4. Wounds and recovery
The protagonist of this film is probably 'Sun.' Sun wanted to recover the relationship. When she takes the gimbap her mother packed for them to eat together and goes to Jia, who is alone, and when she can't sleep at night and takes out the thread to make a thread bracelet again, Sun still wants to recover the relationship. In that respect, Sun doesn't want to let go of the good memories with Jia. And the friend who doesn't want to let go like that is more desperate when it comes to recovering the relationship. Nonetheless, as the film heads toward the end, it shows the two exposing each other. With Jia, who said her father is an alcoholic, and Sun, who says Jia didn't even go to England and was bullied at her previous school too, the endless mutual exposure of the two comes to a close. And so the film shows the dodgeball scene once more. This time there are two students being ostracized (Jia and Sun). The camera shows the two alternately. And when Sun courageously says 'her foot didn't go over the line' to the kid who claims Jia's foot crossed the line, and Jia gets called out, Sun and Jia stand side by side at a distance. The two gaze at each other little by little. The camera shows that gazing scene.
5. In closing
To publish this piece, I downloaded the poster image. And then, looking carefully at the poster again, I could see it's a scene of Jia applying balsam-flower dye to Sun's nails. But that's strange. The 'balsam-flower dyeing' that appears in the film is something Sun does for Jia. It's not something Jia did for Sun. That is, as a single audience member, I felt the urge to interpret this poster. Perhaps the fact that Jia is grinding the balsam flower to dye Sun's nails means that the two's relationship has recovered, or, if not that, it could be the wish of the director or the stager who hopes it will recover. I can't be sure whether this interpretation is correct, but since the 'balsam flower' is clearly the flower that appeared when the two's relationship was most intimate, I end up projecting this kind of wish.

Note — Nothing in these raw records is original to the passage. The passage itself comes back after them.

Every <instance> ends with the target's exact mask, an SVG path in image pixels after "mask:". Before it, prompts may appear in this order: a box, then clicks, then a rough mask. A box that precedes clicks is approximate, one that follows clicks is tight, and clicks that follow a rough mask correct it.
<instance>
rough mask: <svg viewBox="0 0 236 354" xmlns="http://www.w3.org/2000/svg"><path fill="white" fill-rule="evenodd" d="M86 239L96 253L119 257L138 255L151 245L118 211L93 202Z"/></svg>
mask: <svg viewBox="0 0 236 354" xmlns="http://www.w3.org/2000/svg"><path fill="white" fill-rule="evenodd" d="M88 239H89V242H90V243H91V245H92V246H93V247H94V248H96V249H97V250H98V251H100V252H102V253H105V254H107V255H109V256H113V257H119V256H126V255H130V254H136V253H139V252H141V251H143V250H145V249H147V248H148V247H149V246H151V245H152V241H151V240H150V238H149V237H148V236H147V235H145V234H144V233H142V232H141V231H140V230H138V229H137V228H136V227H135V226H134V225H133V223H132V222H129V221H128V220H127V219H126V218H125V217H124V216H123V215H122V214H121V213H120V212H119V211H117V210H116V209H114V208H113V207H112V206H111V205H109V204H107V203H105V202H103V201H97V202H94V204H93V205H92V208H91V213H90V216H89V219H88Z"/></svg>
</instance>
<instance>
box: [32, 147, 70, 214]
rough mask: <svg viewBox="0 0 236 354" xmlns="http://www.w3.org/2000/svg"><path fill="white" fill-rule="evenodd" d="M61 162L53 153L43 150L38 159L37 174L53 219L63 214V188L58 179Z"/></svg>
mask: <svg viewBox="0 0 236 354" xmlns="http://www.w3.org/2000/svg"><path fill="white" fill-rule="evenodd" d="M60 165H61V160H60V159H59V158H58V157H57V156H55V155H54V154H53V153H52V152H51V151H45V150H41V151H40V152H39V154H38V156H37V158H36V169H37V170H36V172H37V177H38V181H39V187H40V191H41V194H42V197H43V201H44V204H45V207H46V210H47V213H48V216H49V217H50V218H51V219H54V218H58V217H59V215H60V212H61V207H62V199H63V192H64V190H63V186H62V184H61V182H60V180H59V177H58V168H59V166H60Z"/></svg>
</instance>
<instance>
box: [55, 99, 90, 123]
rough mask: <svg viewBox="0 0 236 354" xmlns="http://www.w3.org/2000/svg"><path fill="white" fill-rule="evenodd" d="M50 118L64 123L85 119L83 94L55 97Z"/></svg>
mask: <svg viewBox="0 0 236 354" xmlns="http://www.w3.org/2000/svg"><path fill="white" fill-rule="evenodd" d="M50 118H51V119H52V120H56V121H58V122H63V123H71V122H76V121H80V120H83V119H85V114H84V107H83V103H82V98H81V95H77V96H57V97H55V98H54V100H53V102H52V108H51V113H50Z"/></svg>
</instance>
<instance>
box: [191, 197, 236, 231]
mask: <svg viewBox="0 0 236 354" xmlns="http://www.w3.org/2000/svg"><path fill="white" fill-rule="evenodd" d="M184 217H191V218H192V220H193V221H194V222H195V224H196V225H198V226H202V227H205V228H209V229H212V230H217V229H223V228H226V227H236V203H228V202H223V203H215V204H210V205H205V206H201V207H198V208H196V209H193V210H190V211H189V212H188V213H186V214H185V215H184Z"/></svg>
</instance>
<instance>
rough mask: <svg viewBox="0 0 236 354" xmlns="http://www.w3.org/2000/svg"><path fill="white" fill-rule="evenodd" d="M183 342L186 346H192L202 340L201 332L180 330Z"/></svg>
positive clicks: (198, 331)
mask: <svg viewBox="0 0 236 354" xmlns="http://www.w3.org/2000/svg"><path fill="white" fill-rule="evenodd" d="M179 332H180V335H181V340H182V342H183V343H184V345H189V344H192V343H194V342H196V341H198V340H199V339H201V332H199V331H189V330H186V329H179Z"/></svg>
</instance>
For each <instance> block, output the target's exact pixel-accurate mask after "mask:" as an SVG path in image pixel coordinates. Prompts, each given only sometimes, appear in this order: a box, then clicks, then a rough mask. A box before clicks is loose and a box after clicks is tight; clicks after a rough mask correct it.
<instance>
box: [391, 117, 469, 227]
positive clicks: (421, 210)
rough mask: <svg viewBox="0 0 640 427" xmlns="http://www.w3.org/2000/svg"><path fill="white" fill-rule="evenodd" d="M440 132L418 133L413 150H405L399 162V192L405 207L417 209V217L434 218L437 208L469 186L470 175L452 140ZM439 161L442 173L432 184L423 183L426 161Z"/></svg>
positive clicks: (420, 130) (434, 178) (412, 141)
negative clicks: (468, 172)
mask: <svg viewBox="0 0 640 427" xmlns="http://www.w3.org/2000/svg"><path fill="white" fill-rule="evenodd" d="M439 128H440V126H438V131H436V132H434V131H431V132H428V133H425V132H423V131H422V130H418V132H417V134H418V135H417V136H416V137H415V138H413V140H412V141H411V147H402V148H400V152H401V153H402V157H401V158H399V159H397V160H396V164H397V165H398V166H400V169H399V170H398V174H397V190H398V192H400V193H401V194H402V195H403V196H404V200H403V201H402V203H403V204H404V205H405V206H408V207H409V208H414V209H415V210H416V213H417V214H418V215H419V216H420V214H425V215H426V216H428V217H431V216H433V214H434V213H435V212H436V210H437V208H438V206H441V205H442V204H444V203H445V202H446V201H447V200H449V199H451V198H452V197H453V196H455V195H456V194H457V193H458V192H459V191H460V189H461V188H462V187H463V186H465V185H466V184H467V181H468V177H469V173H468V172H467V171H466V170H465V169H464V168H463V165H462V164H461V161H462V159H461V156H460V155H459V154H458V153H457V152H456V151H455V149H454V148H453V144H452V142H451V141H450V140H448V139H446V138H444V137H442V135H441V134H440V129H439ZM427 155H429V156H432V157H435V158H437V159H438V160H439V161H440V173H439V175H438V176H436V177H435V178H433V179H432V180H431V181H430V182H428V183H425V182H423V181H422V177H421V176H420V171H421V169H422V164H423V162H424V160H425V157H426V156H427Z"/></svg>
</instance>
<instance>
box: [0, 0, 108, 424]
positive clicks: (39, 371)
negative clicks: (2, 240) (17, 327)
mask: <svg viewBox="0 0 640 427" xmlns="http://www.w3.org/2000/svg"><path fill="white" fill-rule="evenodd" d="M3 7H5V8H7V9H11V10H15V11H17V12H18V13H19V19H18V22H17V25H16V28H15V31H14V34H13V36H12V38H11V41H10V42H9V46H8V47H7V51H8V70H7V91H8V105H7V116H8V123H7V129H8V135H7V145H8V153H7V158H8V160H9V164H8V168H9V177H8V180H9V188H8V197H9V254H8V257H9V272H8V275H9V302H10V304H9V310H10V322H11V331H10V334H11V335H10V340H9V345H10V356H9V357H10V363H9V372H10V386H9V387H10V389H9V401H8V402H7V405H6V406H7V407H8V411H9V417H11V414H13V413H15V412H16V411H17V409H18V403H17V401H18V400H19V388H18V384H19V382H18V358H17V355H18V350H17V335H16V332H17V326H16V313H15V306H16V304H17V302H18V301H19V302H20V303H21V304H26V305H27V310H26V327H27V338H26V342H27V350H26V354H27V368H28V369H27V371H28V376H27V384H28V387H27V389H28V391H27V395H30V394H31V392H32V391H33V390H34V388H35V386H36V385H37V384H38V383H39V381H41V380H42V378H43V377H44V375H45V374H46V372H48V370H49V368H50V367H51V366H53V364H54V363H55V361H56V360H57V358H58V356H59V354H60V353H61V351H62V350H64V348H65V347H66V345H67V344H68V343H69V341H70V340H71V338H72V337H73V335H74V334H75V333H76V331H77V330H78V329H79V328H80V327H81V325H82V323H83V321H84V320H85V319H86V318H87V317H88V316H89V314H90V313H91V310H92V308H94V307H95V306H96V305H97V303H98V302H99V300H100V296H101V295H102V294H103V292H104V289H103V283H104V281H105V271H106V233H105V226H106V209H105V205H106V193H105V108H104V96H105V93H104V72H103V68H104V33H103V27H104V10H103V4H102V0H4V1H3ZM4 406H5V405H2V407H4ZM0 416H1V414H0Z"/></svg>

The dodgeball in the gym class, the film's final scene, doesn't directly connect the two. It ends only with the scene of them gazing at each other. In that respect, this film is not one that presents any concrete conclusion. It simply shows. Leaving a sliver of possibility, just as at the very moment when the relationship seems all in disarray and impossible to recover, it's as if Sun and Jia, the subjects of the relationship, can recover little by little with hope. Perhaps the relationships between me and the people around me are like that too. Even if conflict arises and things twist a little and become disordered, I get the feeling that someday it can be recovered again. I still believe it, and I want to keep believing it going forward. That I want to keep my relationships with all the people I form relationships with going well. That even if conflict arises, there's the energy to resolve it well. In that sense, what Sun's younger sibling Yoon says—while tending to a 'puffy swollen' state after getting hit in the eye while playing with a friend—is significant. "He hits and I hit and he hits and I hit, so when do we play? I want to play."